Russian officials have sought to portray the revised deficit as a controlled and manageable deviation — a necessary investment in national security. But the opacity surrounding state finances makes independent verification difficult. The government stopped publishing detailed breakdowns of military spending in early 2023, citing wartime secrecy. What remains is guesswork, punctuated by periodic leaks and opaque statements from officials.
Even if Moscow succeeds in financing this year’s spending binge, the long-term implications are troubling. Analysts point to the risk of crowding out private investment, further entrenching state control over the economy, and laying the groundwork for a post-war crisis of debt and stagnation.
Strategic Overreach?
The revision of the deficit target also raises questions about Moscow’s strategic calculus. If the war is indeed expected to grind on for years — as Putin and his allies increasingly suggest — then current fiscal trends are not sustainable without deeper structural reform or significant spending cuts elsewhere.

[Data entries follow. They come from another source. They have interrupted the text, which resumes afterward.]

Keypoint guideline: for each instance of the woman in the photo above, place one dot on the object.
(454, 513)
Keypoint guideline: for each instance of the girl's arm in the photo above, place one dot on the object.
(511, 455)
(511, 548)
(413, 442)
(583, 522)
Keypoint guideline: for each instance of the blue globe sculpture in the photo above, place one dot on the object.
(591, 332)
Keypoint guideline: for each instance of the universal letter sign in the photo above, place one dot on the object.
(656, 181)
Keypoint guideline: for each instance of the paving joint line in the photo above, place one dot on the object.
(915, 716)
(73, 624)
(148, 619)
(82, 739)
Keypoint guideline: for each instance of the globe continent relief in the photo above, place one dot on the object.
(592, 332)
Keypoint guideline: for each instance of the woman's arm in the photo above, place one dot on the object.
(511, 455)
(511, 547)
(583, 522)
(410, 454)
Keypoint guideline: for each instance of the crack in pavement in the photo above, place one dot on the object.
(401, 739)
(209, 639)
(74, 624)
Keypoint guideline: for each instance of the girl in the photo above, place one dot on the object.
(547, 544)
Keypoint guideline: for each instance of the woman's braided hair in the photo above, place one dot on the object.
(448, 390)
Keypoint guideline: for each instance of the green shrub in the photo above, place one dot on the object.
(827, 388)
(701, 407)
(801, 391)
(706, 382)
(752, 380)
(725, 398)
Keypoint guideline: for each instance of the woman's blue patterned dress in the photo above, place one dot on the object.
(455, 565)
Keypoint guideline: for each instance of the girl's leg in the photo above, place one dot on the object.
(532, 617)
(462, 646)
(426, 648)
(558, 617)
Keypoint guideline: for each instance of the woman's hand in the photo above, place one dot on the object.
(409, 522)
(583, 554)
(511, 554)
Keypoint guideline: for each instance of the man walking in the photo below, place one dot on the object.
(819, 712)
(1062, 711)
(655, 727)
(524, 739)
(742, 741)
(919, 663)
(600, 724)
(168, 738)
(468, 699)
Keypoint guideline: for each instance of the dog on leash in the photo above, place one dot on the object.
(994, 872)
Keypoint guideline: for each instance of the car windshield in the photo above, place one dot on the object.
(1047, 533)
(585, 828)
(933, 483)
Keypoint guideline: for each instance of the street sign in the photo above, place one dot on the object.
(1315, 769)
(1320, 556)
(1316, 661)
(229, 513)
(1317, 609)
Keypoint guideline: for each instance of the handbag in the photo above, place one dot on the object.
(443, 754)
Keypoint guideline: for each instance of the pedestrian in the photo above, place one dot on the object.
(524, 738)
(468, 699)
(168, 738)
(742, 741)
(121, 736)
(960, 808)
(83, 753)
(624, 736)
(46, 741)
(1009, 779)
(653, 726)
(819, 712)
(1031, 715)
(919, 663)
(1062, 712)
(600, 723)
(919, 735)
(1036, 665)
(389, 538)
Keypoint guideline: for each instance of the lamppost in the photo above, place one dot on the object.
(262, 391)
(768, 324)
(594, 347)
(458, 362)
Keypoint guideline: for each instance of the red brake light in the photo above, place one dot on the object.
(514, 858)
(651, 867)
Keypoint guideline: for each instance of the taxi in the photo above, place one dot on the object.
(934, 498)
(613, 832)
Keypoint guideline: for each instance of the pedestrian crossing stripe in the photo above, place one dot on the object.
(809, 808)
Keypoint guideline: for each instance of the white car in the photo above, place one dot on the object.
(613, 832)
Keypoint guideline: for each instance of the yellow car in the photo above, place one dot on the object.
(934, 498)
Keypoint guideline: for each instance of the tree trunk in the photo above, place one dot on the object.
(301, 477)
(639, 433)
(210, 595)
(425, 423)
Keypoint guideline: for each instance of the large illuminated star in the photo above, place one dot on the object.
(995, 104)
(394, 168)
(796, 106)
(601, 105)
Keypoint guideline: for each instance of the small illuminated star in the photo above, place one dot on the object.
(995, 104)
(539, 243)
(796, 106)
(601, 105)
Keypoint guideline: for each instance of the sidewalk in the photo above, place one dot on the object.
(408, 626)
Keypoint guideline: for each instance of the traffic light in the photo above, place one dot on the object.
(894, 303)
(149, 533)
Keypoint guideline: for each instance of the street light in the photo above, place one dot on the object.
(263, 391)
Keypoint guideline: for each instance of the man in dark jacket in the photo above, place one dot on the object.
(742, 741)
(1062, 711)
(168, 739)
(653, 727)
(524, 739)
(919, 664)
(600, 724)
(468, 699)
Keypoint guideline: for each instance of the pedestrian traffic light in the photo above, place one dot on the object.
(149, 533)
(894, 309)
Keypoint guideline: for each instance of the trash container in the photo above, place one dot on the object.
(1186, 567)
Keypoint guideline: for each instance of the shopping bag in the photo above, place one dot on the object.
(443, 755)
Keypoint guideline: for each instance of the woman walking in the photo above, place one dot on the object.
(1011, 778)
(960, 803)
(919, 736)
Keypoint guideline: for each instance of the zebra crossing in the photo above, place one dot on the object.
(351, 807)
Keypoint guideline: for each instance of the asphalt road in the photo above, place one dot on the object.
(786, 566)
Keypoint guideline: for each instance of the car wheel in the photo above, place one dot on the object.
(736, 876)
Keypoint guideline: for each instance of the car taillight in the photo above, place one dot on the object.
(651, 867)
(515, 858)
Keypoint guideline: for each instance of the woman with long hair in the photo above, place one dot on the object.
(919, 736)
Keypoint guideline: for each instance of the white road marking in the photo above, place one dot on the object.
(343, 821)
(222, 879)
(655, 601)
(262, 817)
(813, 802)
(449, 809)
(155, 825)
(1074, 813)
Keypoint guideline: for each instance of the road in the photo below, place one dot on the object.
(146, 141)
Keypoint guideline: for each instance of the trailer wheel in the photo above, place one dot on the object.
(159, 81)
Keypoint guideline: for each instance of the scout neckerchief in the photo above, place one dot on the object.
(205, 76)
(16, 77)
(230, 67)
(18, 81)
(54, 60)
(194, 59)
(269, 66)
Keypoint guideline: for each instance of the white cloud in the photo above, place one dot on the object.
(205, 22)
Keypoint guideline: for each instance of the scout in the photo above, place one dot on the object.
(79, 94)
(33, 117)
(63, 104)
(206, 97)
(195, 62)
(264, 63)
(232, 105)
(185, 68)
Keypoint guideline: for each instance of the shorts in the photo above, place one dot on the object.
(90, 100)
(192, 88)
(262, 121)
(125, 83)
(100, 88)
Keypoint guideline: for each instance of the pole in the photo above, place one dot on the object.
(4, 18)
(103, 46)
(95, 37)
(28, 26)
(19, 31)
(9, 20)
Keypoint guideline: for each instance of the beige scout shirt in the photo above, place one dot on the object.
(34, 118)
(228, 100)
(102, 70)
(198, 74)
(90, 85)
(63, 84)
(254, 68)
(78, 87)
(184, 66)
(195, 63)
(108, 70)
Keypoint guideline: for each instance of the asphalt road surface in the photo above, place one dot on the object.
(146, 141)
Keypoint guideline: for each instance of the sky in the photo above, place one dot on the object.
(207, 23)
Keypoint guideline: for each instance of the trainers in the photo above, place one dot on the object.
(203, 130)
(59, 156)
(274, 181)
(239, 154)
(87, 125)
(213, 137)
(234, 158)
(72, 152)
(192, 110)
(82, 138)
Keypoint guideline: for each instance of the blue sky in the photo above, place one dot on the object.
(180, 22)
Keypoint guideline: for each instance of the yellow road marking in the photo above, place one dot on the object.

And yet, the Kremlin shows no signs of blinking. On the contrary, it has doubled down on war rhetoric, state propaganda, and repression of dissent. Economic cost, it seems, is secondary to political survival.
But history offers cautionary tales. The Soviet Union, too, diverted massive resources to military endeavours while masking its domestic fragilities — until the façade crumbled. While modern Russia is not the USSR, and Putin is no Gorbachev, the warning signs are there.
“The Kremlin still believes it can outlast the West,” says a European diplomat stationed in the Baltics. “But if economic rot sets in, it may not be the sanctions that topple Putin — it may be his own unsustainable budget.”